March 29 (Reuters) - Highlights of the day for U.S. President Donald Trump's administration on Wednesday:
The Republican chairman of the U.S. Senate Intelligence Committee promises a thorough investigation into any direct links between Russia and Donald Trump during his successful 2016 run for the White House.
Nations led by China and the European Union rally around a global plan to slow climate change after Trump began undoing Obama-era plans for deep cuts in U.S. greenhouse gas emissions.
MIDDLE EAST PEACE
After weeks of heightened unease over the stance of the United States under the new administration, Arab leaders reaffirm their commitment to a two-state solution to the decades-long Arab-Israeli conflict.
Raw feelings and mistrust could pose an obstacle to Trump and hardline conservative lawmakers in his Republican Party as they seek to rebound from defeat on healthcare legislation by launching into an overhaul of the U.S. tax code.
Wall Street has tempered its expectations for sweeping U.S. tax cuts in the wake of Trump's stinging healthcare defeat, a move that could push investors to embrace cheaper global stocks after the heady U.S. rally of recent months.

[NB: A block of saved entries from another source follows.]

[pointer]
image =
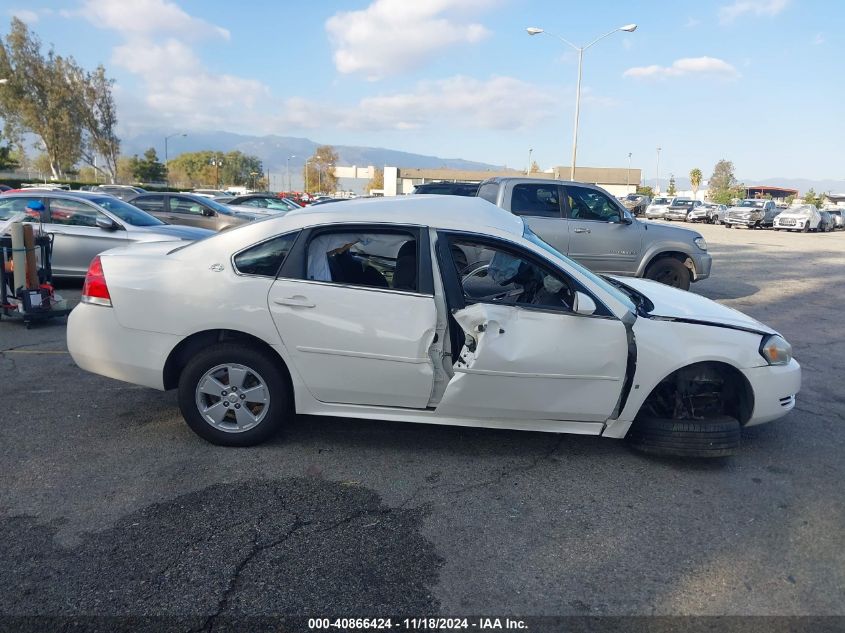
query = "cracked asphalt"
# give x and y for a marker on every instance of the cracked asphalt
(110, 506)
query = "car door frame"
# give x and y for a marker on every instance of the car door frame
(456, 302)
(396, 368)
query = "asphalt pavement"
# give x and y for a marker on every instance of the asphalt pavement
(111, 506)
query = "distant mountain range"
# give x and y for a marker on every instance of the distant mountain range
(274, 151)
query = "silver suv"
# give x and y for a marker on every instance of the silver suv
(591, 226)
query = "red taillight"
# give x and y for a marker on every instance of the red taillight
(95, 289)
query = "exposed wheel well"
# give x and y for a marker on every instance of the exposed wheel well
(685, 259)
(701, 391)
(186, 349)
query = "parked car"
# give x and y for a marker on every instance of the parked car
(84, 224)
(827, 222)
(263, 203)
(838, 218)
(448, 188)
(657, 209)
(191, 210)
(343, 312)
(800, 217)
(681, 208)
(752, 213)
(124, 192)
(592, 227)
(209, 193)
(636, 203)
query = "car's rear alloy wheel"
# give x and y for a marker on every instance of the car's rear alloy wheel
(715, 437)
(233, 395)
(669, 271)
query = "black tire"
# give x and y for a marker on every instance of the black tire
(258, 361)
(716, 437)
(669, 271)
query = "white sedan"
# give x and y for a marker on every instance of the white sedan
(441, 310)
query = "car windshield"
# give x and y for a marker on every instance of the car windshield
(621, 297)
(126, 212)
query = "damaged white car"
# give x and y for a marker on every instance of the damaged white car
(441, 310)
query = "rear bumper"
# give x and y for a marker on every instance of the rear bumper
(774, 389)
(702, 262)
(99, 344)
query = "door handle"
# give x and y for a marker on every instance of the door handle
(297, 301)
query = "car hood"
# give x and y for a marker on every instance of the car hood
(798, 215)
(687, 307)
(174, 232)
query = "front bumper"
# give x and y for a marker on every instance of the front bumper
(774, 387)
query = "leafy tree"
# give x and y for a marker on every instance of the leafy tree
(8, 160)
(148, 168)
(320, 169)
(208, 168)
(98, 117)
(695, 180)
(39, 97)
(812, 198)
(376, 182)
(723, 187)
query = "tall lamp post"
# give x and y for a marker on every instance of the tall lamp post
(657, 171)
(288, 169)
(533, 30)
(167, 138)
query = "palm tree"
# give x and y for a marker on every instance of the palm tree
(695, 180)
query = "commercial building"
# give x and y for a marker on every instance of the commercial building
(400, 181)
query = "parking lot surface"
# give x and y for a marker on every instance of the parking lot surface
(110, 505)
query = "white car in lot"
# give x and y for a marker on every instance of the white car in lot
(431, 309)
(802, 217)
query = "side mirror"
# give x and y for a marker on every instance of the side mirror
(583, 304)
(107, 224)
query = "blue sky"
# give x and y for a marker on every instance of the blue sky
(758, 82)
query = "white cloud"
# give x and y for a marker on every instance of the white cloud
(498, 103)
(392, 36)
(760, 8)
(147, 17)
(685, 66)
(30, 16)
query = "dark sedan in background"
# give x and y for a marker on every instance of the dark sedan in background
(190, 210)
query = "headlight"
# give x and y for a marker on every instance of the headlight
(776, 350)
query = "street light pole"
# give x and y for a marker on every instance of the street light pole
(657, 176)
(533, 30)
(166, 138)
(288, 169)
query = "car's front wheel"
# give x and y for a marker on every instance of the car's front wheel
(669, 271)
(715, 437)
(234, 395)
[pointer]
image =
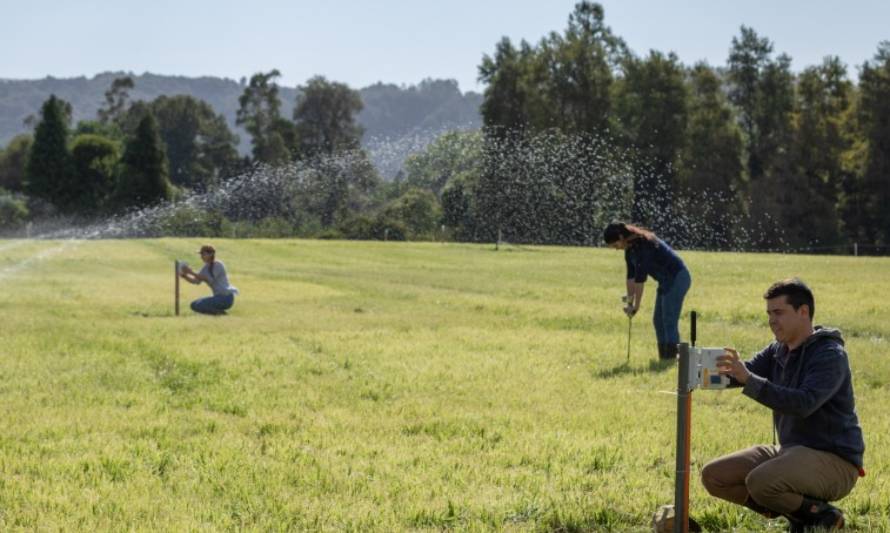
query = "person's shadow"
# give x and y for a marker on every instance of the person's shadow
(655, 366)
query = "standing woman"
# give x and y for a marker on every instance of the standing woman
(214, 274)
(647, 255)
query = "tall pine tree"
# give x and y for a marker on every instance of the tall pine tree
(49, 172)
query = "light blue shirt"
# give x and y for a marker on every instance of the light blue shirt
(219, 280)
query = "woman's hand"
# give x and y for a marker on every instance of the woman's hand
(729, 364)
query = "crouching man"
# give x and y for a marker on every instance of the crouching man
(804, 377)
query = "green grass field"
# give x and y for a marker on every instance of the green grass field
(387, 387)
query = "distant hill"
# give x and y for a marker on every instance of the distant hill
(391, 111)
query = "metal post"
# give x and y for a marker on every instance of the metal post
(176, 286)
(629, 324)
(684, 424)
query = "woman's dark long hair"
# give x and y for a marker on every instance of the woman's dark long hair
(618, 230)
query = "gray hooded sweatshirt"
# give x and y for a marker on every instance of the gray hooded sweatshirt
(810, 393)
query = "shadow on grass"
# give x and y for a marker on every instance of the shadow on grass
(152, 313)
(659, 365)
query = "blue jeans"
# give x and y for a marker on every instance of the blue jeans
(668, 305)
(213, 305)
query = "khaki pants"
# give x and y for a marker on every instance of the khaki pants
(778, 478)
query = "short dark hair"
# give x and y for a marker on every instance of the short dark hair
(796, 291)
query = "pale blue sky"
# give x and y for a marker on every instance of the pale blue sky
(397, 41)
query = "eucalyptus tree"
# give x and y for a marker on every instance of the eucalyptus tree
(710, 168)
(866, 215)
(259, 112)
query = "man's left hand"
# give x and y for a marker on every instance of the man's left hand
(729, 364)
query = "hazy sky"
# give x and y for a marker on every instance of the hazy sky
(397, 41)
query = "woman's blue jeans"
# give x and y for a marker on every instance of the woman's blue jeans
(668, 305)
(213, 305)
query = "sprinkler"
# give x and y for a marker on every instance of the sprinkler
(629, 325)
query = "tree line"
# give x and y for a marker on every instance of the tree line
(578, 129)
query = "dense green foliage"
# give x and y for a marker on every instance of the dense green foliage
(387, 387)
(578, 129)
(144, 176)
(49, 172)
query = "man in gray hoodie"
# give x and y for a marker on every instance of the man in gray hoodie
(804, 377)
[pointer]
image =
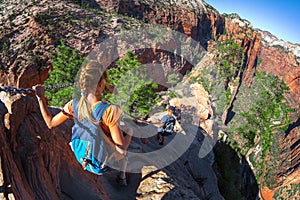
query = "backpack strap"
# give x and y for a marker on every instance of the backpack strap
(99, 110)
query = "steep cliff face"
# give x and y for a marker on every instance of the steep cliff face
(29, 35)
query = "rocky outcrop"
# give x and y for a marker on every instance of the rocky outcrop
(30, 33)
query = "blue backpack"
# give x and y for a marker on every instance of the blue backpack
(90, 147)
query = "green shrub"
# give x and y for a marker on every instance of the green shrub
(134, 89)
(66, 64)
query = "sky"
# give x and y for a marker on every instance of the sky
(280, 17)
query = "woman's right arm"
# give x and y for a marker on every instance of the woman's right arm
(50, 121)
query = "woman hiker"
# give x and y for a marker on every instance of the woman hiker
(92, 81)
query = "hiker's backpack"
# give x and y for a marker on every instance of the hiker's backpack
(88, 142)
(169, 125)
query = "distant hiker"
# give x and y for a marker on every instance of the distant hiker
(166, 126)
(177, 113)
(96, 123)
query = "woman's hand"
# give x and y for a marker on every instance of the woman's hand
(39, 91)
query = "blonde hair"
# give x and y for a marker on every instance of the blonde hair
(88, 82)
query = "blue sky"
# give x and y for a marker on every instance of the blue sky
(279, 17)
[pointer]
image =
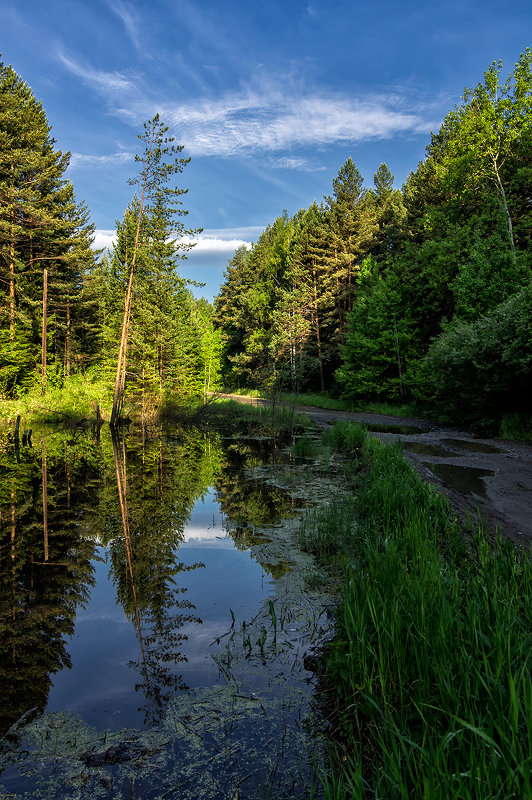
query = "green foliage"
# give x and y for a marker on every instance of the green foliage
(476, 371)
(429, 674)
(380, 339)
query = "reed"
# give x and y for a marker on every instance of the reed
(428, 679)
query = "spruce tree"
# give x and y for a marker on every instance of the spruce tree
(41, 230)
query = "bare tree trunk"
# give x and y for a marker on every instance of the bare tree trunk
(121, 482)
(120, 381)
(44, 328)
(12, 289)
(504, 202)
(45, 501)
(318, 338)
(67, 340)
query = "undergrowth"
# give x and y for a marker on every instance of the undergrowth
(428, 680)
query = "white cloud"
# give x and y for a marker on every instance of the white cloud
(268, 115)
(237, 125)
(131, 23)
(85, 159)
(214, 240)
(108, 83)
(211, 245)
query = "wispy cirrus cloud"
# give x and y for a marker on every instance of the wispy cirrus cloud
(110, 84)
(129, 19)
(266, 115)
(214, 240)
(240, 124)
(89, 160)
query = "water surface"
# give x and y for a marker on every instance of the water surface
(153, 616)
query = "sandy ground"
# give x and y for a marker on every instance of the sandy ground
(490, 477)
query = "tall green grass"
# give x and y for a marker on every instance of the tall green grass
(72, 399)
(429, 678)
(318, 400)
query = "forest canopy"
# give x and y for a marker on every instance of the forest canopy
(418, 294)
(421, 293)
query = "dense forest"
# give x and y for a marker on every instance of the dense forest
(62, 304)
(417, 294)
(421, 294)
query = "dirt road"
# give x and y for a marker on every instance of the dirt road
(492, 477)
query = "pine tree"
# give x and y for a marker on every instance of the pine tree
(156, 244)
(41, 228)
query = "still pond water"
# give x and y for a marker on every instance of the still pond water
(155, 615)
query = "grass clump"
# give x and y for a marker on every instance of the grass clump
(428, 679)
(71, 398)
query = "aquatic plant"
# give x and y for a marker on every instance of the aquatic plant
(429, 677)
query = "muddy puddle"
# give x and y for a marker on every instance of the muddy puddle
(466, 480)
(473, 447)
(165, 576)
(423, 449)
(405, 430)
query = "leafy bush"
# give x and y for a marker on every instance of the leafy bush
(476, 372)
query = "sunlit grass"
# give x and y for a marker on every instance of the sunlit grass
(429, 678)
(73, 399)
(318, 400)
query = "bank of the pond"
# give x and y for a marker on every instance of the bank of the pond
(427, 685)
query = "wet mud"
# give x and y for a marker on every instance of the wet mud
(499, 490)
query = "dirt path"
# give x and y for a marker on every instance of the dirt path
(492, 477)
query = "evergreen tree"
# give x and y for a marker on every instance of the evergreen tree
(44, 238)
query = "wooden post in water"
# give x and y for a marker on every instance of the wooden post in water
(45, 501)
(44, 331)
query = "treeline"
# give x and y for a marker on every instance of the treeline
(422, 294)
(62, 303)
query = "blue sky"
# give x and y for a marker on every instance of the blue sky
(269, 97)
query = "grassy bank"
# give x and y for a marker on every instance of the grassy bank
(333, 404)
(427, 684)
(73, 400)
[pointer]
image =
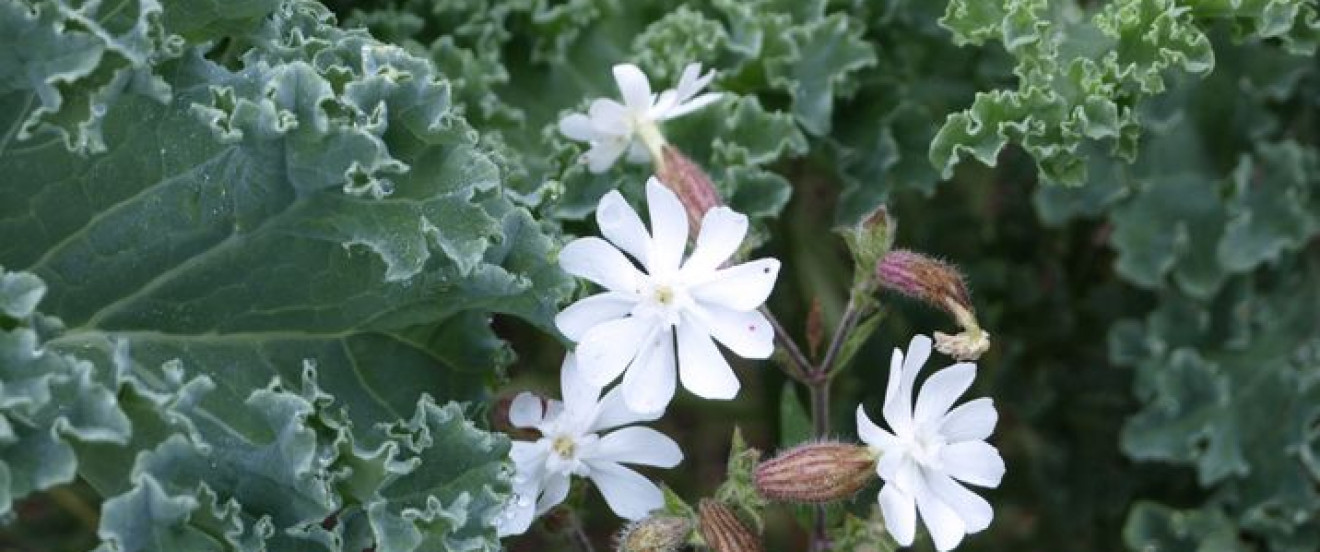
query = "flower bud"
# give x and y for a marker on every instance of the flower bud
(689, 182)
(919, 276)
(655, 534)
(724, 531)
(869, 241)
(819, 472)
(939, 284)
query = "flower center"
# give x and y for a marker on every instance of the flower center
(925, 448)
(664, 295)
(564, 447)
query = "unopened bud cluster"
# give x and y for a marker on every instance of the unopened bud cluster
(655, 534)
(689, 182)
(724, 531)
(819, 472)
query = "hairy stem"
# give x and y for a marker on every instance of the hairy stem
(801, 367)
(846, 324)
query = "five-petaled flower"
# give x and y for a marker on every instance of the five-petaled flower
(572, 444)
(932, 449)
(613, 128)
(632, 326)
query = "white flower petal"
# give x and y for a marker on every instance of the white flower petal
(556, 490)
(722, 231)
(621, 225)
(581, 317)
(898, 412)
(873, 435)
(527, 457)
(526, 411)
(668, 229)
(519, 513)
(976, 462)
(941, 390)
(701, 367)
(696, 103)
(577, 127)
(627, 493)
(614, 412)
(747, 334)
(650, 382)
(940, 520)
(632, 86)
(603, 153)
(974, 511)
(898, 402)
(638, 152)
(739, 288)
(597, 260)
(890, 465)
(919, 351)
(580, 395)
(609, 118)
(638, 445)
(607, 349)
(899, 511)
(970, 421)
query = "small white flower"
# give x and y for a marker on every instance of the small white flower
(570, 445)
(632, 326)
(932, 449)
(613, 128)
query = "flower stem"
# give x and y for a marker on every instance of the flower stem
(801, 367)
(578, 534)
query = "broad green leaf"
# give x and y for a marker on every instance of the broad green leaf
(795, 424)
(1155, 526)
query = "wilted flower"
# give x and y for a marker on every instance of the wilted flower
(631, 328)
(570, 445)
(655, 534)
(932, 449)
(940, 285)
(613, 128)
(724, 531)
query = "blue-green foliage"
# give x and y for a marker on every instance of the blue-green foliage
(252, 247)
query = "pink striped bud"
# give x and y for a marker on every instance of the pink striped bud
(691, 184)
(724, 531)
(655, 534)
(939, 284)
(819, 472)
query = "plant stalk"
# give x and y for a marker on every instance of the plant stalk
(801, 367)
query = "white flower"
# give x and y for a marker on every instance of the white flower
(613, 127)
(570, 445)
(932, 449)
(632, 326)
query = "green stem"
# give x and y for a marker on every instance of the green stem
(801, 367)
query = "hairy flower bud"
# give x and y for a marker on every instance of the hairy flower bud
(939, 284)
(819, 472)
(689, 182)
(655, 534)
(724, 531)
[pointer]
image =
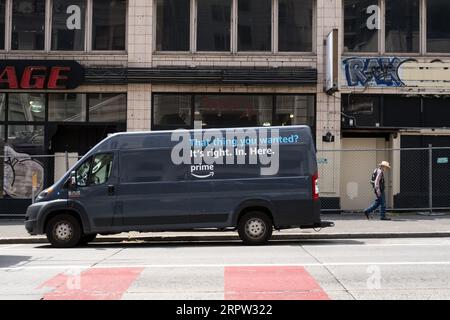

Republicans mostly blame the U.S. Congress, and not Trump or party leaders, for failing to pass their party's healthcare overhaul, according to a Reuters/Ipsos opinion poll.
Trump plans to sign a repeal of Obama-era broadband privacy rules as a bigger fight looms over rules governing the openness of the internet, the White House says.
The city of Seattle sues Trump's administration over its executive order seeking to withhold federal funds from "sanctuary cities," arguing it amounts to unconstitutional federal coercion.
A Native American tribe in Montana sues the Trump administration, challenging its decision to lift a moratorium on coal leases on public land without first consulting with tribal leaders.
Trump's administration has informed Congress of its plan to pursue the $5 billion sale to Bahrain of 19 Lockheed Martin LMT.N F-16 aircraft and related equipment, which was held up last year by concerns about human rights, a congressional source says.
Ivanka Trump says she will work in the White House in an unpaid, informal advisory role to her father the president as she seeks to allay ethics concerns about working there.